Bischof Marketz: Aktion Familienfasttag ist konkretes Zeichen der Solidarität und der Mitverantwortung füreinander
Benefizsuppenessen der Katholischen Frauenbewegung im Bischofshaus in Klagenfurt
Klagenfurt, 24. 2. 26 (pgk). Im Rahmen der „Aktion Familienfasttag“ der Katholischen Frauenbewegung/Katoliško žensko gibanje (kfb) luden Diözesanbischof Dr. Josef Marketz und Generalvikar Dr. Johann Sedlmaier heute gemeinsam mit den Diözesanreferentinnen Monika Tuscher und Frančiška Trpin-Jelovčan sowie kfb-Vorsitzender Ulrike Schwager zum Benefizsuppenessen unter dem Motto „Teilen spendet Zukunft“ in die Bischöfliche Residenz in Klagenfurt ein. Schwerpunkt der diesjährigen Spendenaktion ist das Projekt SEEDS (Socio Economic and Education Development Society), das indigene Frauen im ostindischen Bundesstaat Jharkhand unterstützt.

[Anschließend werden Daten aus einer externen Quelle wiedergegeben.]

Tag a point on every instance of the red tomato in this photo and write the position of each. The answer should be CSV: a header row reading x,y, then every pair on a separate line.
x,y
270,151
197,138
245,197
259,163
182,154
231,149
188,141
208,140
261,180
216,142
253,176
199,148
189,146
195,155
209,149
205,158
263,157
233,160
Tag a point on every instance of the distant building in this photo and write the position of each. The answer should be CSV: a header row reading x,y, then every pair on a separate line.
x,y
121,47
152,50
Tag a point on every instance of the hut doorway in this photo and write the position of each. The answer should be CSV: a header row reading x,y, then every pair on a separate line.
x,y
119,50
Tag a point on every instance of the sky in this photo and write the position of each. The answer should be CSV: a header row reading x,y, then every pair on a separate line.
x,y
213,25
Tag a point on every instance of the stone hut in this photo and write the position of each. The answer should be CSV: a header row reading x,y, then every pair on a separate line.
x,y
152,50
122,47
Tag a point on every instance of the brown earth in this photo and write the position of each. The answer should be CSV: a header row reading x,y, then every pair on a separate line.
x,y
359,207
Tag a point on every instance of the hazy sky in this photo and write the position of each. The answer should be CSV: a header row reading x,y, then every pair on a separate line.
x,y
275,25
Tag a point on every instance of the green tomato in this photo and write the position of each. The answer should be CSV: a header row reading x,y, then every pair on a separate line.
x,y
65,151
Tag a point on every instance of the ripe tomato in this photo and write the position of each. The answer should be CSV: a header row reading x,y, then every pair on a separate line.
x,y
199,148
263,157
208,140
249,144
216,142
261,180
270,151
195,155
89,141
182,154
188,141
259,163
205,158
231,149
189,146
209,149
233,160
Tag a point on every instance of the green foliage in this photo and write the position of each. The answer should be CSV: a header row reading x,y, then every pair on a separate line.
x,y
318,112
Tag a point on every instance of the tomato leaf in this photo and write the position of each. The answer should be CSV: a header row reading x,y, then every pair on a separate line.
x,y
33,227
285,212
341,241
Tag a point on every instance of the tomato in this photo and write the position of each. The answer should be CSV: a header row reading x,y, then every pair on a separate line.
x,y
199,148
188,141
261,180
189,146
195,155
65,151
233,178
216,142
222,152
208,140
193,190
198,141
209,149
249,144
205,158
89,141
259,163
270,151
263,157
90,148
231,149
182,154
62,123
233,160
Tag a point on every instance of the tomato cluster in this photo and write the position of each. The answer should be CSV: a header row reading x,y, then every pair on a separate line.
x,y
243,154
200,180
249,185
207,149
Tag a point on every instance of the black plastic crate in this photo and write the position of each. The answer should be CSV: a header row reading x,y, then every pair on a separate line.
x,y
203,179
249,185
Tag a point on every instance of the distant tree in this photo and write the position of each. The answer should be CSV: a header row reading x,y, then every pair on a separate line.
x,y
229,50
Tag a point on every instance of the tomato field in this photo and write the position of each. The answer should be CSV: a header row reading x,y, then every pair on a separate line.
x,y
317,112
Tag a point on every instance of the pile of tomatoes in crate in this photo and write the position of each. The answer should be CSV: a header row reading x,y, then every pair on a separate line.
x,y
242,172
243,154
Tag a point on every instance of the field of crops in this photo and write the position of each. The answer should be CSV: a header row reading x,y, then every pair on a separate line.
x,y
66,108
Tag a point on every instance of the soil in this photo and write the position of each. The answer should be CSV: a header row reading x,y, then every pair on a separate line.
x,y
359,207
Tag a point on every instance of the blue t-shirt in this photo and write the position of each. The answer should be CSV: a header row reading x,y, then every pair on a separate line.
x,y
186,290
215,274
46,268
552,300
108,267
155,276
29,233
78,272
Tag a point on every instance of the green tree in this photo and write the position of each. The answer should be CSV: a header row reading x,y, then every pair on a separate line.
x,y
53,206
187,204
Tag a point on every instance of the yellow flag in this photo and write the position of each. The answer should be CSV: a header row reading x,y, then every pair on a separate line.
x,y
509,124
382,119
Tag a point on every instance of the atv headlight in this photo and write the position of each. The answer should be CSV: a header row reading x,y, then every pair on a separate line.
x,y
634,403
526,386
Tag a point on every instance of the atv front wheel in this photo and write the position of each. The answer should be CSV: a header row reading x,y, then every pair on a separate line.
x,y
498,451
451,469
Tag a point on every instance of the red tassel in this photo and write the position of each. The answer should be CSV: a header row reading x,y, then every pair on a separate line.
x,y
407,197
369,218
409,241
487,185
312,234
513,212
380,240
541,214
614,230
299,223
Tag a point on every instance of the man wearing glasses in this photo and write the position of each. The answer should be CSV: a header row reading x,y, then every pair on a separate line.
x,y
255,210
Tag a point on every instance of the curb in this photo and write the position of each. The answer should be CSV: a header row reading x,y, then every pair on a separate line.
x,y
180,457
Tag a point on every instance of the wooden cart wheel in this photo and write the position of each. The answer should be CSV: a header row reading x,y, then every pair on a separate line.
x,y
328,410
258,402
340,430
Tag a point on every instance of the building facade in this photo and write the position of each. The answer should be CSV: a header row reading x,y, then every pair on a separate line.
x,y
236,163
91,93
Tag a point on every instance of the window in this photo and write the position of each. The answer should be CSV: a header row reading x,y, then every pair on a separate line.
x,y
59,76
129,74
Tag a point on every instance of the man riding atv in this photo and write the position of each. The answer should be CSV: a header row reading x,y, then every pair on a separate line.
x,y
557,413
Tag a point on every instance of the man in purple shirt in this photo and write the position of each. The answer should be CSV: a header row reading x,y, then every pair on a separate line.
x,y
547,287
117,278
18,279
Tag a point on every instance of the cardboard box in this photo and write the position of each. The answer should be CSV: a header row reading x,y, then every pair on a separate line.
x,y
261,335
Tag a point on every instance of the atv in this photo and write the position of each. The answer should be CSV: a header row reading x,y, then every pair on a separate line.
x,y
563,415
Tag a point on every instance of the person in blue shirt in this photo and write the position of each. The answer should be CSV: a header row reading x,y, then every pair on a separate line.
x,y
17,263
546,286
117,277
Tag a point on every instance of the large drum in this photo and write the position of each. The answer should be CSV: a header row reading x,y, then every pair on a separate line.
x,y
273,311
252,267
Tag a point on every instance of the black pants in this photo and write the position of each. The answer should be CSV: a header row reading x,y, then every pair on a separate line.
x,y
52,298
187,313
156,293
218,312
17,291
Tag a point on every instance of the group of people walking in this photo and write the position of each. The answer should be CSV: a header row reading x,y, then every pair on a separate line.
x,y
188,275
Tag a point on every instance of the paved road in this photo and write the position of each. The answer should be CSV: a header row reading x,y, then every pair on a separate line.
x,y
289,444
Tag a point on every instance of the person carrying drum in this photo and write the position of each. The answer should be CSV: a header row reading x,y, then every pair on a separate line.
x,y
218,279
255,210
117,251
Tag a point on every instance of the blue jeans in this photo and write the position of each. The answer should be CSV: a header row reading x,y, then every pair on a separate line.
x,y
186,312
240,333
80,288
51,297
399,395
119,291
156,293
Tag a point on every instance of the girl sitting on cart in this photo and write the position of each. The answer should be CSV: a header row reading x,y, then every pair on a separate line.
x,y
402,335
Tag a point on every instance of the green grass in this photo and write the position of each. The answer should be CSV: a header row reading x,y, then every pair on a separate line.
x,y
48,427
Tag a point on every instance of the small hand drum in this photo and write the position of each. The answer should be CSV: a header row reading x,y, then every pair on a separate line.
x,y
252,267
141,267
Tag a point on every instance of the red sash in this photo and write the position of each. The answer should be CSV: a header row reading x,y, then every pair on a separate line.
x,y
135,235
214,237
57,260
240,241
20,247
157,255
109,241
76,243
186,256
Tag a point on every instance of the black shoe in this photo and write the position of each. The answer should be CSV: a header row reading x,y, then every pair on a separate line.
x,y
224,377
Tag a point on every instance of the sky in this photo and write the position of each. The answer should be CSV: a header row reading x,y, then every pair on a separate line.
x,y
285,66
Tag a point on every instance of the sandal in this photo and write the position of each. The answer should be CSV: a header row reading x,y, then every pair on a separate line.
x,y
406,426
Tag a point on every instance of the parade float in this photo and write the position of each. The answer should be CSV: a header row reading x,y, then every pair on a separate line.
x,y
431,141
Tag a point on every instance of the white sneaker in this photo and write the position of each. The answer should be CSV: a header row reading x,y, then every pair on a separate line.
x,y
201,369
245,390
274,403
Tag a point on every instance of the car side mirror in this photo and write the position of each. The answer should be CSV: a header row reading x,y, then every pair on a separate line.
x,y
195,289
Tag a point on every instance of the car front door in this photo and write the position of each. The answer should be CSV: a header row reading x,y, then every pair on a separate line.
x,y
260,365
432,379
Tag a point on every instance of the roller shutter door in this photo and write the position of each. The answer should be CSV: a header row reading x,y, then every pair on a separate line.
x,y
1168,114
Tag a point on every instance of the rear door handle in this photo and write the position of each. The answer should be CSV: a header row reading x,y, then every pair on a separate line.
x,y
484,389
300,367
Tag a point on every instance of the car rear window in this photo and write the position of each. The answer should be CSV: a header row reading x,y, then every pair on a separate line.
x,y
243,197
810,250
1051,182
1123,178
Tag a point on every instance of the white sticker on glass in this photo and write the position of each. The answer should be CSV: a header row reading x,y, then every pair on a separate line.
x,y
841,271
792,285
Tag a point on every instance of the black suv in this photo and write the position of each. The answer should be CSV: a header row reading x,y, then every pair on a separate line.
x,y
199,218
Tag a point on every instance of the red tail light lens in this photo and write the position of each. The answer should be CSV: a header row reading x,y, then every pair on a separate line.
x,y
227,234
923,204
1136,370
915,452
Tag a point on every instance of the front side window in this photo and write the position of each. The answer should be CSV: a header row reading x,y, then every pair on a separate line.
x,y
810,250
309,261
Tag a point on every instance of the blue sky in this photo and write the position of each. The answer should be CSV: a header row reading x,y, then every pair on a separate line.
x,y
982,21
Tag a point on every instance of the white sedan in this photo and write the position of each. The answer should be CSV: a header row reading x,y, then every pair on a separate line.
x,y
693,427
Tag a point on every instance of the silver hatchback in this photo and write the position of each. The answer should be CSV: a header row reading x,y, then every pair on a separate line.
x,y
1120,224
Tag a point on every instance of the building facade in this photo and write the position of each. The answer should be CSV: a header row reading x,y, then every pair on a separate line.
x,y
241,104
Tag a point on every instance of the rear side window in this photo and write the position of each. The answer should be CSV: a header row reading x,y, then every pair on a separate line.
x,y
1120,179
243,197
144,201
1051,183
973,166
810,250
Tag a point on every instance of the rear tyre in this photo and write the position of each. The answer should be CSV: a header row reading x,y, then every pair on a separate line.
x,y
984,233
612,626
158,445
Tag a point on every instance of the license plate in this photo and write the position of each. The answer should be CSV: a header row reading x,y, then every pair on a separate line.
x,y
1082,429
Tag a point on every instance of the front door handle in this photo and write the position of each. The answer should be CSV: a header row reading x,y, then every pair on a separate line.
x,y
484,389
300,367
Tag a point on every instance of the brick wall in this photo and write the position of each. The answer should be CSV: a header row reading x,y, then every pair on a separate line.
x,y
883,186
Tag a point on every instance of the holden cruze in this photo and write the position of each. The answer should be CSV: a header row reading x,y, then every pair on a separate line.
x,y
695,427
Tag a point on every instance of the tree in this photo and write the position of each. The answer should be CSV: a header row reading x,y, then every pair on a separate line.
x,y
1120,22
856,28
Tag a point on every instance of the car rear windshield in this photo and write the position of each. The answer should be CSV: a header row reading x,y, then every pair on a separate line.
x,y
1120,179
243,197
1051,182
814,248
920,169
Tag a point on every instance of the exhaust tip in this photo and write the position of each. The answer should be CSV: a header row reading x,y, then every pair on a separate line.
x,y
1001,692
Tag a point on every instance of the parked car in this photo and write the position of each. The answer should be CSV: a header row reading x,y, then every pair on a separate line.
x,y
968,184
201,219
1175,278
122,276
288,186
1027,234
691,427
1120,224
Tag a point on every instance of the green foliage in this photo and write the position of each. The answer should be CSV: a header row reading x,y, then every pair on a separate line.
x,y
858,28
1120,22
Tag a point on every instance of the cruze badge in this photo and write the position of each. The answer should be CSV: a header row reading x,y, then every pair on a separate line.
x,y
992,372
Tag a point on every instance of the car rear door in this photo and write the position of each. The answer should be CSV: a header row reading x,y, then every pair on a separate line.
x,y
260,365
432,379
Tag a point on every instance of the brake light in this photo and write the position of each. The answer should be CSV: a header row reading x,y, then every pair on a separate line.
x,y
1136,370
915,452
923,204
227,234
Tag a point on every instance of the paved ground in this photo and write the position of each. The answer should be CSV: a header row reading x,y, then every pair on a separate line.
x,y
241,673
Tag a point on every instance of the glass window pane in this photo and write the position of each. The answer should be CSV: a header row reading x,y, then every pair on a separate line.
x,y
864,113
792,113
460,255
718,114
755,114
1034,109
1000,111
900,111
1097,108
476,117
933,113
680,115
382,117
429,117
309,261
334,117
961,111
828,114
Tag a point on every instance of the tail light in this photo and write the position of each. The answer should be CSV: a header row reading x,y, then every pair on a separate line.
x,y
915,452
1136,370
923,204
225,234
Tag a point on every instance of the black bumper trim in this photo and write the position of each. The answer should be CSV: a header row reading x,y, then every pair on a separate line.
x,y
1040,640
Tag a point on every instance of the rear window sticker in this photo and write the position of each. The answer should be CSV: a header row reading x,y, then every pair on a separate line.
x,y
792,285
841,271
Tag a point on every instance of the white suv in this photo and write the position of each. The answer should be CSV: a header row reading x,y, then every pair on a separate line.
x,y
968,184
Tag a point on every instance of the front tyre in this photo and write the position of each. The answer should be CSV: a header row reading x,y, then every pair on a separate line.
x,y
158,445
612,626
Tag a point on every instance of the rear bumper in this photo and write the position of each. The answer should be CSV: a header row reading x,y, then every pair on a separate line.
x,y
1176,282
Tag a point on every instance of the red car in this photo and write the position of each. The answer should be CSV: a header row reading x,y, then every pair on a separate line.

„Die Fastenzeit lädt in besonderer Weise dazu ein, sich in Barmherzigkeit und Nächstenliebe neu einzuüben“, betont Bischof Marketz und würdigt in diesem Zusammenhang die Aktion „Familienfasttag“ der Katholischen Frauenbewegung „als konkretes Zeichen der gelebten Solidarität und Mitverantwortung füreinander“. Er sei dankbar, so der Kärntner Bischof, dass sich die Katholische Frauenbewegung „seit Jahrzehnten für eine gerechtere Gesellschaft einsetzt und mit den unterstützen Projekten Themen wie Friede, Freiheit, Sicherheit oder Bildung als unverzichtbare Grundlagen unseres Zusammenlebens sichtbar macht“. Die zahlreichen Fastensuppenessen in den Kärntner Pfarren würden auch davon zeugen, „dass die Aktion nicht nur eine lieb gewordene Tradition ist, sondern vor allem auch sehr wertgeschätzt wird“, so Bischof Marketz.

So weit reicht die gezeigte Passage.